Hoher Aufwand für neue Zertifizierung
Viele Medizintechnikunternehmen stehen vor der großen Aufgabe, ihr gesamtes Produktportfolio in den kommenden drei Jahren nach den neuen Regularien zertifizieren zu lassen. Beim Unternehmen Peter Brehm in Weisendorf in der Nähe von Erlangen sind das 12.000 Artikel. Der Mittelständler produziert Prothesen und dazugehörige Instrumente für Knie, Hüfte und die Wirbelsäule. Viele davon sind lange am Markt etabliert, erfolgreich und bewährt, trotzdem müssen sie neu zugelassen werden. Der personelle und bürokratische Aufwand dafür sei enorm, erklärt der Sprecher der Geschäftsführung, Marc Michel. Deswegen überprüft das Unternehmen nun die komplette Produktpalette. Wenn die Kosten für die Zulassung und die nötige Erhebung von klinischen Daten den Umsatz eines Produktes übersteigen, müsse es eventuell eingestellt werden.
"Ich persönlich finde es schwierig nachzuvollziehen, dass es Produkte, die sich seit Jahrzehnten im klinischen Einsatz bewährt haben, zukünftig nicht mehr geben kann, weil wir die klinischen Daten zum Beispiel gar nicht erheben können", sagt Michel. Insbesondere sehr selten benötigte und verkaufte Medizinprodukte stehen zur Disposition, beispielsweise ein Implantat zur Versteifung eines Kniegelenks.

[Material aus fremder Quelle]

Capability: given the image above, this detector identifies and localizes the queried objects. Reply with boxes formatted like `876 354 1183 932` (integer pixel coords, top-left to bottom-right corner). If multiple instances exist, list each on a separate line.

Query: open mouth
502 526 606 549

Bestandsschutz und Ausnahmeregelungen gefordert
Sollten Produkte wie das Versteifungsimplantat wegen der neuen Verordnung vom Markt verschwinden, könnte das die Patientenversorgung in Deutschland gefährden, sagt Dieter Wirtz, Direktor der Klinik für Orthopädie und Unfallchirurgie der Uniklinikum Bonn. Er verwendet das Implantat zehn bis 15 Mal im Jahr, eine echte Alternative gebe es nicht. "Wenn dieses Produkt nicht mehr vorhanden ist, dann müsste man auf Operationsmethoden von vor 20 Jahren zurückgreifen. Die sind schwieriger, die haben ein höheres Risikopotenzial, dass eine Platte beispielsweise brechen kann oder dass der Knochen nicht richtig heilt, und im Extremfall würde das sogar bedeuten, dass der Patient amputiert werden muss." Daher fordern Mediziner und Hersteller Anpassungen am Gesetz.
Eine komplette Rezertifizierung der bestehenden Produkte sei nicht sinnvoll und könnte die Patientensicherheit eher gefährden als verbessern, wenn deshalb Produkte vom Markt verschwänden, sagen Experten. Außerdem brauche man Ausnahmeregelungen für seltene Medizinprodukte, um sicherzustellen, dass auch Produkte mit geringen Verkaufszahlen am Markt bleiben. Doch die verantwortliche EU-Kommission sieht auf Plusminus-Anfrage keinen Grund, zu handeln. Von der Brüsseler Behörde heißt es: "Die neue Medizinprodukte-Verordnung ist Ende Mai reibungslos in Kraft getreten, und die Kommission erwartet, dass die neue Verordnung ein stabiles Umfeld für eine innovative und wettbewerbsfähige Medizintechnik-Industrie in Europa bieten wird."
Wirtschaftsexperten sehen das anders. Die neue Verordnung bedrohe die Existenz vieler kleiner und mittelständischer Medizintechnikunternehmen. Auch künftige medizintechnische Innovationen würden ausgebremst. "Wir werden durch die Medizintechnik-Verordnung nicht nur einen wirtschaftlichen Totalschaden erleiden, sondern auch einen gesundheitlichen Totalschaden", prophezeit Dennis Ostwald, Geschäftsführer des WifOR-Instituts. Sollte die EU die Anforderungen der Verordnung nicht doch noch anpassen, könnte aus dem hehren Ziel von "mehr Patientensicherheit" genau das Gegenteil werden: eine schlechtere Patientenversorgung in Deutschland und Europa.